Ruine Kaltenburg ist Denkmal des Monats März 2017

Artikel eingestellt am 1. März 2017

Stuttgart / Giengen-Hürben – Das Gerüst steht schon seit Monaten, die Burgmauer der Ruine Kaltenburg wird derzeit saniert. Dass die mittelalterliche Wehranlage vor dem kompletten Verfall bewahrt und Stück für Stück wieder restauriert wird, dafür sorgt seit 2014 die Interessengemeinschaft  Kaltenburg e. V.. Dieses bürgerschaftliche Engagement würdigt die Denkmalstiftung Baden-Württemberg nun damit, dass sie der Burgruine Kaltenburg die Auszeichnung „Denkmal des Monats März 2017“ verleiht.

Seit 1800 verfällt die einst mächtige Burganlage hoch oberhalb des Tals, in dem die Lone in die Hürbe mündet, zusehends. Seit ihrer Gründung im 13. Jahrhundert hat sie viele wechselnde Besitzer überdauert, sie wurde erweitert, belagert, zerstört und wieder aufgebaut.

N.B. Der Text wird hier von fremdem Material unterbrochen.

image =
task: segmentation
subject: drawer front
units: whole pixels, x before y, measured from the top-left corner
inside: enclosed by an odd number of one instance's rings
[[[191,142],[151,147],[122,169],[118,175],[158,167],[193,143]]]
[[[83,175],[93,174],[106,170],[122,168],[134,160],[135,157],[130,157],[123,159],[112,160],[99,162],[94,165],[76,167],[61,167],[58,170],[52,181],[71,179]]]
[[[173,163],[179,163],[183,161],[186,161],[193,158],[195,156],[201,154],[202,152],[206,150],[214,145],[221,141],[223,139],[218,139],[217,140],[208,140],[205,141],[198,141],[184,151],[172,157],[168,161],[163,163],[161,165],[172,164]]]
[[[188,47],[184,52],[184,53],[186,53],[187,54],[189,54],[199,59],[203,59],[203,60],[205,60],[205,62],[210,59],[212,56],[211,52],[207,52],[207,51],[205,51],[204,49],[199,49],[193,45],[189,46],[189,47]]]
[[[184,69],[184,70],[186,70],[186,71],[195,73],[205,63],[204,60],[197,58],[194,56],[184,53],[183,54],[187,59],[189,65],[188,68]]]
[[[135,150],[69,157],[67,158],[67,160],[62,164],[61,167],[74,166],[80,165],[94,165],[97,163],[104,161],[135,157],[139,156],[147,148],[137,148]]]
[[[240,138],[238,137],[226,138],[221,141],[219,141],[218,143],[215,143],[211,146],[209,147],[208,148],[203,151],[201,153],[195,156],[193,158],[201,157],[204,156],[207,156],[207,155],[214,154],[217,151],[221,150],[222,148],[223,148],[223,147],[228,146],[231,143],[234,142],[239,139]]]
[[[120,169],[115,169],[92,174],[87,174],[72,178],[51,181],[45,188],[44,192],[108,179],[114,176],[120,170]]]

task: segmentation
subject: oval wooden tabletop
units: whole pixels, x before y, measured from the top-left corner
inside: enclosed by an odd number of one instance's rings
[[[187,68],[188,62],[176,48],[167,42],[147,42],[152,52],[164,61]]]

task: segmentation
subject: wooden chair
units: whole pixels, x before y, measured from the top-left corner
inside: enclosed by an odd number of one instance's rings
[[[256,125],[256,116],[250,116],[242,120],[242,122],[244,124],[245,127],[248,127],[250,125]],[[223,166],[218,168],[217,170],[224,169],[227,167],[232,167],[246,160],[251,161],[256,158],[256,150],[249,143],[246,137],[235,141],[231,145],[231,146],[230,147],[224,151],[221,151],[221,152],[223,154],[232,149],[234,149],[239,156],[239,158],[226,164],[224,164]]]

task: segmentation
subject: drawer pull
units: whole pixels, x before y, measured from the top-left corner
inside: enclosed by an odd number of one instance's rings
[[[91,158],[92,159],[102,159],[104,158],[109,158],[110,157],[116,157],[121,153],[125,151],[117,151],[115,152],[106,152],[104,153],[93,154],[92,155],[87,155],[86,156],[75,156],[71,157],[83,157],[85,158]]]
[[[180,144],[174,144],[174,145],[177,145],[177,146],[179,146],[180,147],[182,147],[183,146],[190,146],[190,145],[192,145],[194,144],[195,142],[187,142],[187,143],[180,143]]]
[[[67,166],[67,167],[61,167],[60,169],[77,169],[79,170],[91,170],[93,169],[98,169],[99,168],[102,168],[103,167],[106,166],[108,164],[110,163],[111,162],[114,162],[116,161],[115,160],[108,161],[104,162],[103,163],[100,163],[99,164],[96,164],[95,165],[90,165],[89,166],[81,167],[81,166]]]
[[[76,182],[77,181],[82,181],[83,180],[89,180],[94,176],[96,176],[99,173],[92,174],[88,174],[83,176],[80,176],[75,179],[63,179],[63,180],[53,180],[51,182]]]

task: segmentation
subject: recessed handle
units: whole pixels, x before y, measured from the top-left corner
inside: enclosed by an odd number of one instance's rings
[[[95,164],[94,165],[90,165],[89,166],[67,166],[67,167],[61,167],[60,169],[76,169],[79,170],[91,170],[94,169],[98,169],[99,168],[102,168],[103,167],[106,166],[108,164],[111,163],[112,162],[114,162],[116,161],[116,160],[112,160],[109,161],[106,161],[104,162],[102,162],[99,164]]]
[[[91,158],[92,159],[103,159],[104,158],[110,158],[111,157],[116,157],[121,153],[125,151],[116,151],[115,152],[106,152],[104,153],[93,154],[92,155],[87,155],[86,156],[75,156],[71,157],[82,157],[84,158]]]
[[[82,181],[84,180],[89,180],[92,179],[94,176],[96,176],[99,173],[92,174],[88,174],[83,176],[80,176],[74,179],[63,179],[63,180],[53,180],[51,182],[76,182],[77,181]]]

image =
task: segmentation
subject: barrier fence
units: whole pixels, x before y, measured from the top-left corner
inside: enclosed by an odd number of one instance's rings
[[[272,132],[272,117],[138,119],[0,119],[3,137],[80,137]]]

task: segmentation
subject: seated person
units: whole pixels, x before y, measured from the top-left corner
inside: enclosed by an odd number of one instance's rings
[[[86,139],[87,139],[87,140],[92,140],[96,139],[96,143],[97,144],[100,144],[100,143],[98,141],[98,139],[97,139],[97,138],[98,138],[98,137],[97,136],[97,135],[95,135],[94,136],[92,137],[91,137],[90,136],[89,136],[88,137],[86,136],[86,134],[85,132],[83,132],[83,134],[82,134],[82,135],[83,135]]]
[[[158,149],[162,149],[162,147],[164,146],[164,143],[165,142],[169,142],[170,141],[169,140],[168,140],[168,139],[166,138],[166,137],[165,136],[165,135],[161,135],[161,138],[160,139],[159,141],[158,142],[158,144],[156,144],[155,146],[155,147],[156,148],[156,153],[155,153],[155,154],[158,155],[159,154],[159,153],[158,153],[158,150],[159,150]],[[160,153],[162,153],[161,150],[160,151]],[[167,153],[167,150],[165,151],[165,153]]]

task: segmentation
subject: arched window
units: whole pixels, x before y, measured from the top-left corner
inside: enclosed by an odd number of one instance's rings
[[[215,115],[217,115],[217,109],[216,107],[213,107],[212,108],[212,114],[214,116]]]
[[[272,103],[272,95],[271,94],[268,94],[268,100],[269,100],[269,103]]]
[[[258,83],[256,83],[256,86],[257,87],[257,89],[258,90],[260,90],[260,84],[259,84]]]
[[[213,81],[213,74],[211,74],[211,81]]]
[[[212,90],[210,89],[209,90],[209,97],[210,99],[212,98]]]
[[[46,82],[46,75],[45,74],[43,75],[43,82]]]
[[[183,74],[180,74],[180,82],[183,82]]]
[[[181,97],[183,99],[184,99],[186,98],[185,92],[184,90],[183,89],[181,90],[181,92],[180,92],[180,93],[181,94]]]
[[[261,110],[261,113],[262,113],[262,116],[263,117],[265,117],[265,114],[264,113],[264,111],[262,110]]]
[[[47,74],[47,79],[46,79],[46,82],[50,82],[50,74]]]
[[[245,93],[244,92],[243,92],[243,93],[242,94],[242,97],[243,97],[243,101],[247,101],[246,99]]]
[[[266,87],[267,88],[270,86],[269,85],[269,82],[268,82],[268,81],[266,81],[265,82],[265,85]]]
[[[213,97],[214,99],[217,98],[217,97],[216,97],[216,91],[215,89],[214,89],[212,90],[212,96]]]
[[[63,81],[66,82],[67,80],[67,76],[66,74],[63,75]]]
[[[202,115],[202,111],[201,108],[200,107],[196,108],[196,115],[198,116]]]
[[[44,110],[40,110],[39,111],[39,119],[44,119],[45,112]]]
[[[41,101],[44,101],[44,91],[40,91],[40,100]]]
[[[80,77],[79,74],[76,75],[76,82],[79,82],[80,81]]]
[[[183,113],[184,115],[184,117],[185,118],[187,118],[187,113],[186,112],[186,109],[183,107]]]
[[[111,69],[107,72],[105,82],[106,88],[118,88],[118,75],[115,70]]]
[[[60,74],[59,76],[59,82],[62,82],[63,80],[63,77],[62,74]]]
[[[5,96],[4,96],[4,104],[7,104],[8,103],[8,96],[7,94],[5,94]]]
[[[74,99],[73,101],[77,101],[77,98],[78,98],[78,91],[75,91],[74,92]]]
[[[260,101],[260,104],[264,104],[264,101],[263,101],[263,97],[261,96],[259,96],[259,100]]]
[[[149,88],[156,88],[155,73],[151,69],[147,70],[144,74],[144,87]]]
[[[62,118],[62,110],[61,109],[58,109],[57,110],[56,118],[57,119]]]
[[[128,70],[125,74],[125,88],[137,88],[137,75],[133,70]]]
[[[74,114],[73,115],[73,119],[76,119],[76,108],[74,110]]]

1938 und 1940 begann man, die mittelalterliche Ruine zu sichern, Anfang der 1980-er Jahre wurden die beiden Vierecktürme, die aus dem Wiederaufbau 1677 stammen, saniert. 2014 hat sich die Interessengemeinschaft (IG) Kaltenburg e. V. mit derzeit gut 130 Mitgliedern zum Ziel gesetzt, den weiteren Zerfall der Burgruine zu stoppen, das Kulturdenkmal zu erhalten, zu pflegen und als touristisches Ziel der Öffentlichkeit zugänglich zu machen – u. a. mit kulturellen Angeboten und Burgführungen.

Denkmalstiftung Baden-Württemberg

Erst im Dezember 2016 hat die Denkmalstiftung Baden-Württemberg die Mauersanierung mit 50.000 Euro unterstützt. Denn nach ihrem Motto „Bürger retten Denkmale“ fördert die Denkmalstiftung Baden-Württemberg insbesondere private Initiativen und gemeinnützige Bürgeraktionen, die sich für den Erhalt von Kulturdenkmalen im Land engagieren. Weil die Sanierungskosten das Budget von privaten Bauherren oder Bürgerinitiativen oftmals übersteigen, fördert die Stiftung mit Sitz in Stuttgart häufig denkmalgerechte  Renovierungsmaßnahmen.

34 Projekte hat die Stiftung bürgerlichen Rechts allein im Jahr 2016 unterstützt. Seit ihrer Gründung 1985 hat sie mehr als 1.400 Vorhaben gefördert, um Bauwerke vor dem Verfall zu retten. Möglich war dies, weil sie neben den Erträgen aus dem Stiftungskapital auch erhebliche Mittel aus der Lotterie GlücksSpirale erhält. Für die Förderung und die Öffentlichkeitsarbeit zum Denkmalschutz bleibt die Denkmalstiftung Baden-Württemberg aber mehr denn je auf großzügige Spenden angewiesen.